Investment funds controlled by PZU Group are consolidated. Their assets are fully presented in the statement of financial position as financial assets by type and portfolio classification, while the liability related to the net assets of the fund held by third-party investors – as "Liabilities".

6.1.2 Classification of insurance contracts in accordance with IFRS 4

PZU Group entities that carry out insurance activity apply guidance included in IFRS 4 regarding classification of their products as insurance contracts subject to IFRS 4 or investment contracts. A contract can be classified as an insurance contract only when an insured event could cause an insurer to pay significant additional benefits in any scenario, excluding scenarios that lack commercial substance (i.e. have no discernible effect on the economics of the transaction), i.e. when the contract involves significant insurance risk transfer.

Assessment whether a contract does transfer significant insurance risk requires an analysis of cash flows related to a product under various scenarios and estimation of probability of their occurrence. The assessment is based on a subjective judgment which significantly impacts accounting principles applied. Based on the assumptions adopted by PZU Group, significant insurance risk occurs when an insured event results in payment of claims at least 10% higher than claims paid if the event had not occurred. Based on the aforementioned criterion, concluded contracts are recognized either in accordance with IFRS 4 or IAS 39.

6.1.3 Contract classification in non-life insurance

The analysis carried out proves that all non-life insurance contracts transfer significant insurance risk and therefore are governed by regulations of IFRS 4.

Additionally, in the light of work on the second stage of IFRS 4 carried out by IASB, the Group continues to apply insurance contract accounting to financial guarantees that meet the definition of a financial instrument.

6.1.4 Classification of life insurance contracts

Based on the carried out analysis, it was concluded that products from PZU Group’s offer that do not transfer significant insurance risk (they include certain products with guaranteed return rate and some unit-linked ones) and thus do not meet the definition of an insurance contract pursuant to IFRS 4. Therefore, these products have been classified in the consolidated financial statements as investment contracts measured in accordance with IAS 39 (depending on the product construction), which means at amortized cost or fair value.

Investment contracts include, among others: individual life and endowment Pewny Zysk insurance (recognized at amortized cost), unit-linked PZU IKZE insurance and Program Inwestycyjny Prestige [Prestige Investment Program] (recognized at fair value).

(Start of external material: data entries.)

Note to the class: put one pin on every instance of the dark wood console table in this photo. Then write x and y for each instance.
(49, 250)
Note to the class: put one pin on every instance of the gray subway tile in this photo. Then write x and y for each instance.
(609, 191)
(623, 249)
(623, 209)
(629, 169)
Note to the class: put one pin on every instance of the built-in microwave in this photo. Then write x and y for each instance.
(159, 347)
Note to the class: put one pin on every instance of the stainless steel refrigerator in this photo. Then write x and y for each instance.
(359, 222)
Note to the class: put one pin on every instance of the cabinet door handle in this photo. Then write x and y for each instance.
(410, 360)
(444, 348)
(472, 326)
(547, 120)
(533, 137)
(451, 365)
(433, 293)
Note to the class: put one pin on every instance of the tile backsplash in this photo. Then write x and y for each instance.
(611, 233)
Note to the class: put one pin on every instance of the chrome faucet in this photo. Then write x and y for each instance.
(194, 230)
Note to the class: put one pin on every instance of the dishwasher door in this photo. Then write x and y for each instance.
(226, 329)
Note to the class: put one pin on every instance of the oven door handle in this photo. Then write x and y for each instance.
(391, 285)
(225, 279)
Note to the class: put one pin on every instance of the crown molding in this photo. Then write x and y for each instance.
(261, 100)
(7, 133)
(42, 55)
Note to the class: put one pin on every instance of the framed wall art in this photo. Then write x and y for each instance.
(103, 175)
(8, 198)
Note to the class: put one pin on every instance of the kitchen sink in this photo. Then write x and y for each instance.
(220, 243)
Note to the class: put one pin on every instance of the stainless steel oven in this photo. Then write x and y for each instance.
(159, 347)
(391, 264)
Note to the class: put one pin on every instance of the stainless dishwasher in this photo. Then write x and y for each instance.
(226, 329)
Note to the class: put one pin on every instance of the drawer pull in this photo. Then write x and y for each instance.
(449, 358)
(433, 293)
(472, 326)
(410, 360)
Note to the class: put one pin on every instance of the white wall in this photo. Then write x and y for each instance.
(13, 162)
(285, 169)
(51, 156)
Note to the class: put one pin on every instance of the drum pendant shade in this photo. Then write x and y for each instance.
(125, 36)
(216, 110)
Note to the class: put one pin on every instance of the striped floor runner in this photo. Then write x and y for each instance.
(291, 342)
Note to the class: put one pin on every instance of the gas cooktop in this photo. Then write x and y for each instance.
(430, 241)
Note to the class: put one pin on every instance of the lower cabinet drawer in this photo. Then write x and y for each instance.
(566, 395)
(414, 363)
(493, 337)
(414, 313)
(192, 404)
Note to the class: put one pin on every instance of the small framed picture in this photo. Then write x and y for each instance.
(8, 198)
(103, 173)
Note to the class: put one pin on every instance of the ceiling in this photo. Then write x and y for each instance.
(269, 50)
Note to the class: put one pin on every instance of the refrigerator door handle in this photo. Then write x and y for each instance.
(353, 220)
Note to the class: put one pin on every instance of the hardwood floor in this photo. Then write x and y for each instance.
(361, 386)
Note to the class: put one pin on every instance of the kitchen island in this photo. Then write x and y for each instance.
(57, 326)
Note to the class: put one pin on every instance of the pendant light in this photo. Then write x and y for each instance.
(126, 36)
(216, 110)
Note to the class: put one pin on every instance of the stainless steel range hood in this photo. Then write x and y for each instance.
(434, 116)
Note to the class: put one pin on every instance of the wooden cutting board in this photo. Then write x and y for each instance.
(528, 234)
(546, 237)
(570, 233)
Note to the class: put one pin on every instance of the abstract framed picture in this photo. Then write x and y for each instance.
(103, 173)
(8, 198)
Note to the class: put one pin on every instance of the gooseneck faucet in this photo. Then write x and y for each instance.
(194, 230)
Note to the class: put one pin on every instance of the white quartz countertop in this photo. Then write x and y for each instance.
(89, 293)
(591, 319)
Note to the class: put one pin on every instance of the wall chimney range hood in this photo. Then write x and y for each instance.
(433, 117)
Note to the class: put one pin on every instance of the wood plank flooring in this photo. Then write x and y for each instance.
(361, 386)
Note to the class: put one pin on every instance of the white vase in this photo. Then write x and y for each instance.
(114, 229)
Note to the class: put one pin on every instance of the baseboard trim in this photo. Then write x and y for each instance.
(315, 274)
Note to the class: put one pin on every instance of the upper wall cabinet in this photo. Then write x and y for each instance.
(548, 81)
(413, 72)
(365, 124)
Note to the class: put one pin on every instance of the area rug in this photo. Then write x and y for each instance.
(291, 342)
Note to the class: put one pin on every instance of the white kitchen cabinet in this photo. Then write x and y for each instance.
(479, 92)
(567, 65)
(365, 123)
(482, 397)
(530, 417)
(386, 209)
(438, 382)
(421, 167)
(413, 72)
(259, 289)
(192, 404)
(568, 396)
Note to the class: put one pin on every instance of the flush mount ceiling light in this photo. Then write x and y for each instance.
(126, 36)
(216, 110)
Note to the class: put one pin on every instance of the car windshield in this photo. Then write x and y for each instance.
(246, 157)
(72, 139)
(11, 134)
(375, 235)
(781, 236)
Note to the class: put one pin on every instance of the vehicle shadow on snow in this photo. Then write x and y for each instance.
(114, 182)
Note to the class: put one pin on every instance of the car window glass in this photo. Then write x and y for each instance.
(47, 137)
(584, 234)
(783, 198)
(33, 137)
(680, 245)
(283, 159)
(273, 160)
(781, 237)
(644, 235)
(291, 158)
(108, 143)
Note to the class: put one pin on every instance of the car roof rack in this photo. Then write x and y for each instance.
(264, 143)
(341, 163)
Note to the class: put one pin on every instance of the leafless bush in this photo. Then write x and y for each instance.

Both insurance and investment contracts can include discretionary participation features (DPF). They entitle the insured to receive additional claims or bonuses as an extra to the guaranteed claim. Such a claim constitutes a significant part of the total contractual claim; its amount and period of validity are of contractual nature and they depend on the insurer’s discretion and their occurrence depends on:

  • a specific set or type of contracts;
  • profit or no profit from specific assets;
  • profit or loss of the insurer, fund or other entity related to the contract.

All contracts with discretionary participation features, unilaterally specified by the insurance company, are measured in accordance with IFRS 4.

Additionally, no life insurance contracts were identified which would provide for the transfer of both insurance and financial risk and require unbundling of insurance and investment components. In the case of contracts for which unbundling of embedded options (e.g. the right to surrender a contract, change it into a premium-free contract, guaranteed annuity for a set premium, indexation of the sum insured and premiums) is permitted, but not required according to IFRS4, the investment component is not unbundled.

6.1.5 Unrecognized deferred tax assets

PZU Group applies the prudence principle and recognizes deferred tax assets resulting from tax losses of PZU Group entities to the extent that it is probable that future taxable profit will be available against which the unused tax losses can be utilized.

The amount of unrecognized deferred tax assets due to tax losses incurred by PZU Group entities is presented in Note 34.